Rethinking insurance as a tool for change
Municipal budgets are stretched, and capacity is thin, so urgent issues take priority over important, long-term planning. But insurance can shift incentives. Some examples are as follows:
- Inaction turns from risk to cost. When premiums reflect actual risk, they make the cost of inaction visible. Suddenly, not fireproofing key sites, not fixing a flood-prone culvert or ignoring drainage maintenance isn’t just risky, it’s expensive. This can nudge local officials to look for smarter, future-focused choices.
- Capacity and systems to reduce risk. Many municipalities do not have the technical skills to manage risk effectively and often assume insurance covers them regardless, only to find claims denied due to non-compliance. This is where skilled brokers matter: they can help municipalities understand their risks, build systems to manage them, and reduce disaster-risk-related costs. Insurance requirements can even act as an internal lever, giving disaster-risk teams the backing they need to prioritise preventative work.
- Liquidity to recover. Insurance can pay out faster than grants, with more certainty, in instances where proper cover and policy compliance is in place. Swift recovery improves resilience and avoids the need to raid maintenance budgets to cover emergency repairs.
- Longer-term impact. Insurance can offer more than just a payout. By vetting suppliers and managing post-disaster procurement, insurers can mitigate widespread corruption and bring in expertise that rural municipalities often struggle to access.
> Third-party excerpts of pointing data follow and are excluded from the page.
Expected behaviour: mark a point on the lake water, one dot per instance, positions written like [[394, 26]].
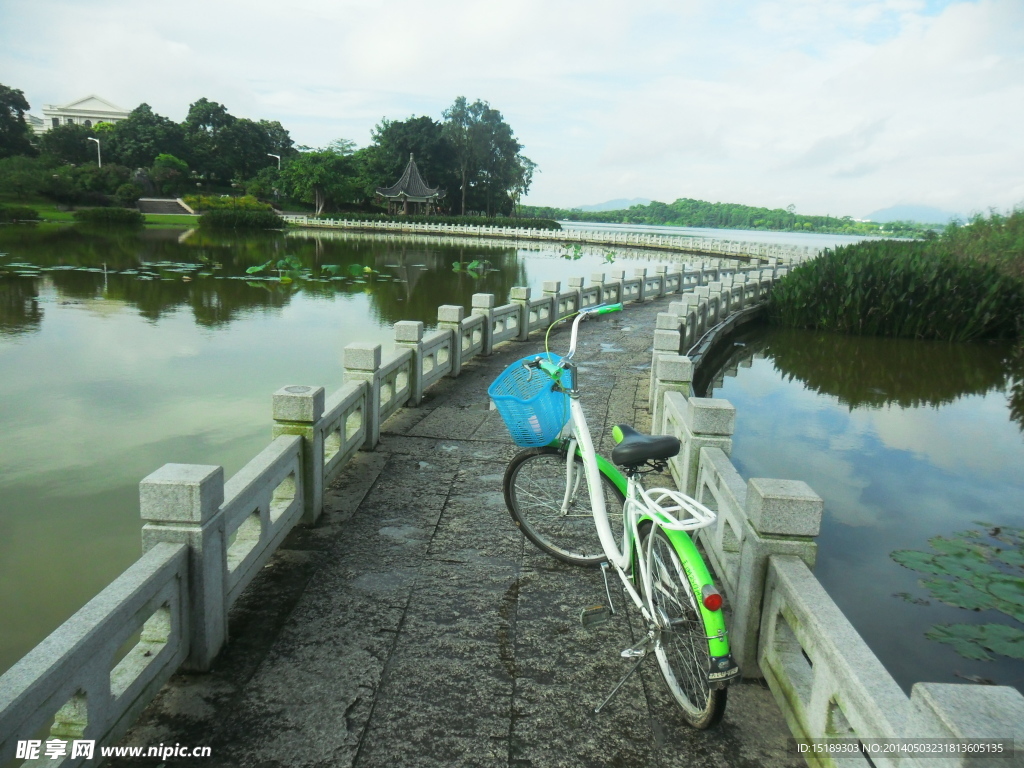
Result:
[[172, 353], [904, 440], [811, 240], [120, 352]]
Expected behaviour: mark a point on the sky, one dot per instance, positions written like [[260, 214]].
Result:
[[837, 107]]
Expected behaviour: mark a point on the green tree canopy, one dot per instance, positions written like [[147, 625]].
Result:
[[69, 143], [492, 171], [323, 176], [394, 140], [143, 135], [14, 132]]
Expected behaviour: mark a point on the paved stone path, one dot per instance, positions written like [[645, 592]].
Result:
[[414, 627]]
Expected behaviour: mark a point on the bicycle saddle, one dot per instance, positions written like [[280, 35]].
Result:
[[636, 448]]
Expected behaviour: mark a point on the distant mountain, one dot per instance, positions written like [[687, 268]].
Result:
[[921, 214], [614, 205]]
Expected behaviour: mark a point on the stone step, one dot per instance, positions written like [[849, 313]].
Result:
[[161, 205]]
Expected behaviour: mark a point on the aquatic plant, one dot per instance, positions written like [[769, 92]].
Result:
[[515, 223], [912, 290], [110, 216], [241, 219], [18, 213], [976, 570]]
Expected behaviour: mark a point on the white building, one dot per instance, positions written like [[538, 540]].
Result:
[[87, 112]]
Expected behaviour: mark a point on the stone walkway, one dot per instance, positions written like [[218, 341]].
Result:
[[414, 627]]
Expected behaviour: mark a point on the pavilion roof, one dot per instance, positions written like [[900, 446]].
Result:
[[411, 185]]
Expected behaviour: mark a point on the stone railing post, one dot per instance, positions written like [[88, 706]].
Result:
[[451, 316], [577, 284], [782, 518], [179, 504], [483, 303], [673, 373], [363, 360], [614, 282], [552, 290], [948, 711], [296, 411], [664, 271], [668, 341], [715, 299], [519, 295], [409, 335], [707, 422]]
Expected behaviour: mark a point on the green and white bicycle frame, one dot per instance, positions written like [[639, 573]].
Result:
[[660, 507]]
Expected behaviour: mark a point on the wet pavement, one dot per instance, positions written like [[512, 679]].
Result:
[[415, 627]]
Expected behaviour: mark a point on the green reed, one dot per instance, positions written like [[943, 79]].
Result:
[[916, 290]]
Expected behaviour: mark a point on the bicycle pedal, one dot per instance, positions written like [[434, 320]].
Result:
[[634, 653], [594, 614]]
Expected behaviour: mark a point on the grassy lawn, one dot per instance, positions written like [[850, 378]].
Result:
[[49, 212], [171, 219]]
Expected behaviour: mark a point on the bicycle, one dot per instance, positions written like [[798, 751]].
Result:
[[654, 556]]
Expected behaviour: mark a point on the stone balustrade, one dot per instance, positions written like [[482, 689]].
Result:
[[783, 626], [205, 539], [733, 249]]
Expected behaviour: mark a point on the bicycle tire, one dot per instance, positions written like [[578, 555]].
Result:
[[681, 644], [535, 487]]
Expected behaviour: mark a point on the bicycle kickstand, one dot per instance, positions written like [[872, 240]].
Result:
[[639, 652]]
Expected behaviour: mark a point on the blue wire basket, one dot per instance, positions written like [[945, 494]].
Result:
[[529, 402]]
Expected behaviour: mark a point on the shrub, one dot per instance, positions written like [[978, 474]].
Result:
[[888, 288], [240, 219], [110, 216], [128, 195], [18, 213], [467, 220], [214, 203]]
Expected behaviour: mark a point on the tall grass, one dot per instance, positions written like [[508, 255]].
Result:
[[225, 218], [110, 216], [911, 290], [997, 241]]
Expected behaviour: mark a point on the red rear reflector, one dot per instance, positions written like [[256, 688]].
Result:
[[711, 597]]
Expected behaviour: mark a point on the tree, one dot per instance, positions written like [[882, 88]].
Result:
[[14, 132], [246, 146], [323, 176], [69, 143], [144, 134], [279, 138], [23, 175], [395, 140], [460, 122], [170, 174], [204, 129], [486, 157]]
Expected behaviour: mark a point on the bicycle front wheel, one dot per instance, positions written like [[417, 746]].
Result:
[[681, 644], [535, 492]]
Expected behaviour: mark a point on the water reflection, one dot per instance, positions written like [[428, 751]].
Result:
[[120, 351], [904, 441], [867, 372], [19, 310], [162, 271]]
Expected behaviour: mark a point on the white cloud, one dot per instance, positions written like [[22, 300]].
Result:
[[838, 105]]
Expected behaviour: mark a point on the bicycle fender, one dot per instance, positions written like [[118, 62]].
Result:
[[698, 576]]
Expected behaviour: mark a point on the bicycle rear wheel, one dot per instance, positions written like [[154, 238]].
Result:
[[681, 645], [535, 488]]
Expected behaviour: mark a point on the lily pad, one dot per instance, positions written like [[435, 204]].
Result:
[[976, 570], [978, 641]]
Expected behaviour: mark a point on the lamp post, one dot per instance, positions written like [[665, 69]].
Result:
[[99, 160]]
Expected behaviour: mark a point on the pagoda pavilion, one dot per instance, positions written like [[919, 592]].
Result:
[[411, 195]]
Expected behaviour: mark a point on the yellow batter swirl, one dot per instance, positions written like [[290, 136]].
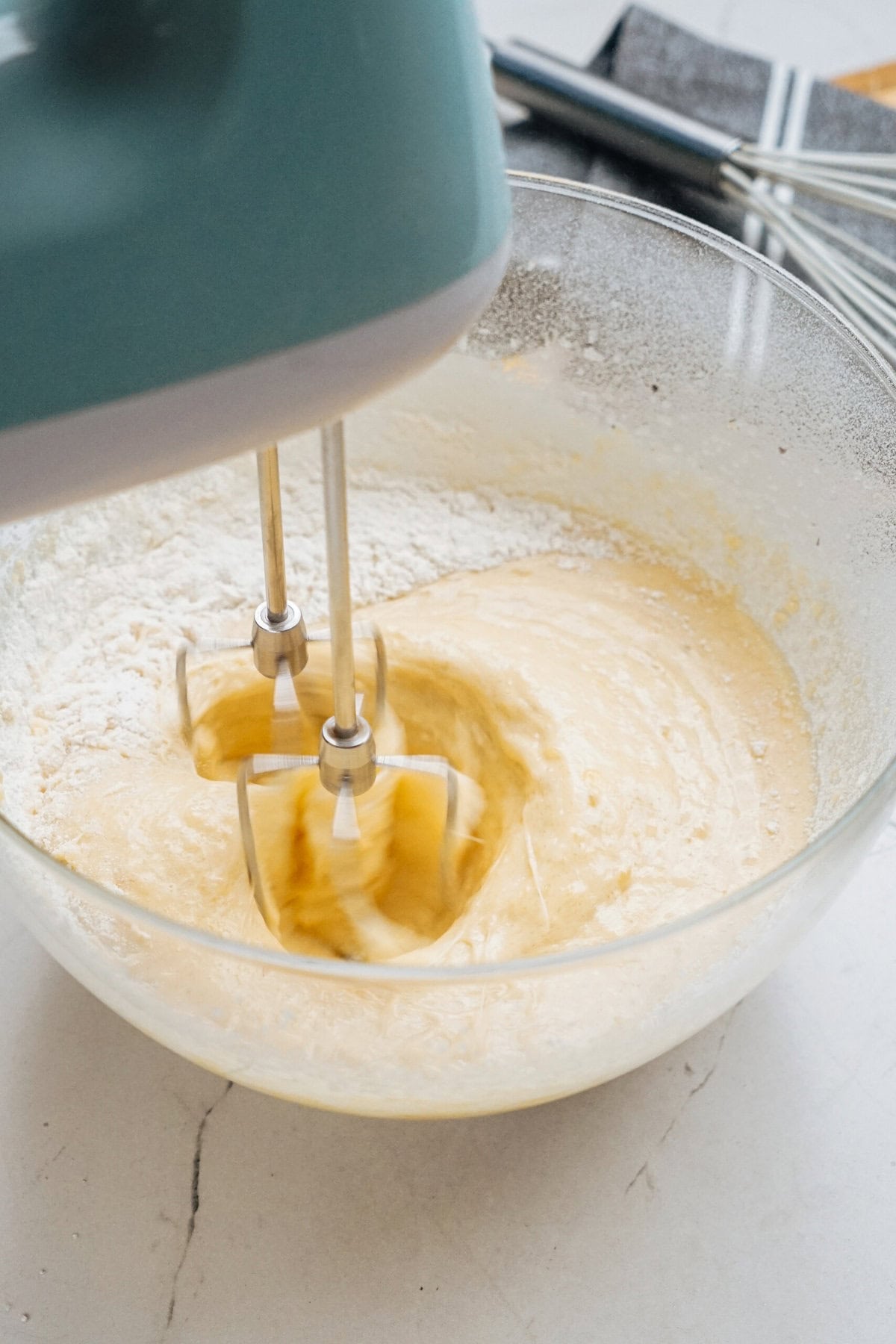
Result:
[[638, 742]]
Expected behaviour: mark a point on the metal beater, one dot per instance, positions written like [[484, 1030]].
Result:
[[347, 759], [280, 638]]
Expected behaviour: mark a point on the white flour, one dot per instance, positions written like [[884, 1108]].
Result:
[[97, 598]]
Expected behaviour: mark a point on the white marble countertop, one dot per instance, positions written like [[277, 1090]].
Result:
[[741, 1189]]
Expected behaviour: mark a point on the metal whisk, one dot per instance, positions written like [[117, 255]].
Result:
[[857, 279]]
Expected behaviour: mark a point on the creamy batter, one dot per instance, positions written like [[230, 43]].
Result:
[[633, 746]]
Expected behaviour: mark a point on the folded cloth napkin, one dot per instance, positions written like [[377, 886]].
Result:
[[775, 105]]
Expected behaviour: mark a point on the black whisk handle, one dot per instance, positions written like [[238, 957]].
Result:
[[615, 117]]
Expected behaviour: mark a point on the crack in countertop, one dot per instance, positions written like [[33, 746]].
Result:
[[193, 1202]]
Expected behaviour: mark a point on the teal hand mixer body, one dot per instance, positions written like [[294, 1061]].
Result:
[[225, 222]]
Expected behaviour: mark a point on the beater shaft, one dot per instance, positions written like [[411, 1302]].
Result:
[[272, 515], [337, 571]]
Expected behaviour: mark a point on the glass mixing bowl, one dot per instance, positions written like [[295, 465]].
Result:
[[642, 366]]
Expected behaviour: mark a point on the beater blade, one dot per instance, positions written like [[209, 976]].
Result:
[[348, 768]]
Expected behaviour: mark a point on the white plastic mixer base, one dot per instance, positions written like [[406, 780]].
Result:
[[74, 457]]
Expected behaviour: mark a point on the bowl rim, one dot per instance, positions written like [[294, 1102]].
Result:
[[579, 957]]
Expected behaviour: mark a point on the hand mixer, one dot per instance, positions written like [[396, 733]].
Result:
[[226, 222]]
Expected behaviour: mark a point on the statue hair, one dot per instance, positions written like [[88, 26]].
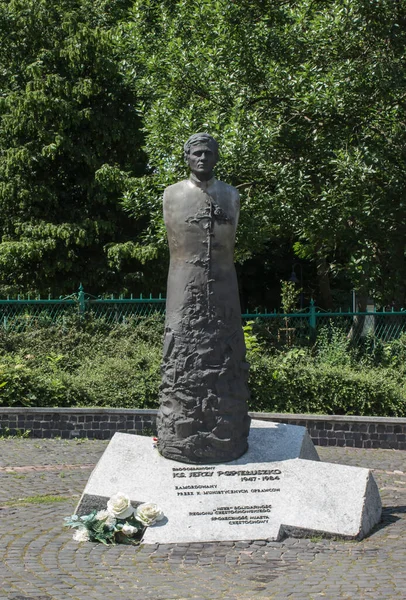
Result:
[[201, 138]]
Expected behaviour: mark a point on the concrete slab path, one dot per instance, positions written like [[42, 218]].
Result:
[[41, 480]]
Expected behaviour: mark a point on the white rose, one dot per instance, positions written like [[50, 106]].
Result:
[[149, 513], [81, 535], [108, 518], [120, 506], [129, 530]]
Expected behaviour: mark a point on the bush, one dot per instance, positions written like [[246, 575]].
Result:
[[301, 386], [92, 363], [86, 364]]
These benefits may not be automatic since municipalities often treat insurance as a commodity to be procured based purely on the cost of the premium, even if the cover is not fit for purpose. Many municipalities don’t understand the trade-offs, lack the capacity to manage insurance effectively, or simply pass the problem up to national government when things go wrong.
So, what can be done? Municipalities need smarter approaches to procurement and use of insurance, better data and coordination to plan and price for risk. National government should also consider national-level insurance for critical infrastructure to help pool larger risks for affordability of cover, liquidity for response and visibility of local disaster risk. Outside of traditional indemnity cover, parametric insurance can provide cover for catastrophic risk beyond what can be addressed through risk reduction.
Insurance alone is not enough. Grants will remain important to cope with some disasters; and many municipalities are dysfunctional, requiring structural reforms. Operation Vulindlela, the White paper on Local government, NDMC disaster risk management reforms and the Climate Change Response Fund are all key initiatives to improve disaster resilience. Learn more about how this can be achieved in our work on municipal disaster risk finance here.
[1] Santam Insurance Barometer Report (2023)
[2] Eyewitness News (EWN) (2025)
[3] South Africa has three spheres of government: local (municipal), provincial and national. Each sphere owns and is responsible for their own assets including related disaster risk management and response. National response and recovery grants are available to municipalities for severe unforeseeable and unavoidable events. Response grants are for immediate relief and recovery grants for longer term infrastructure recovery.
[4] National Treasury’s DORA (Division of Revenue Act) data was used for this analysis.
[5] The year 2020/21 was excluded because all municipalities received a grant due to the Covid-19 pandemic.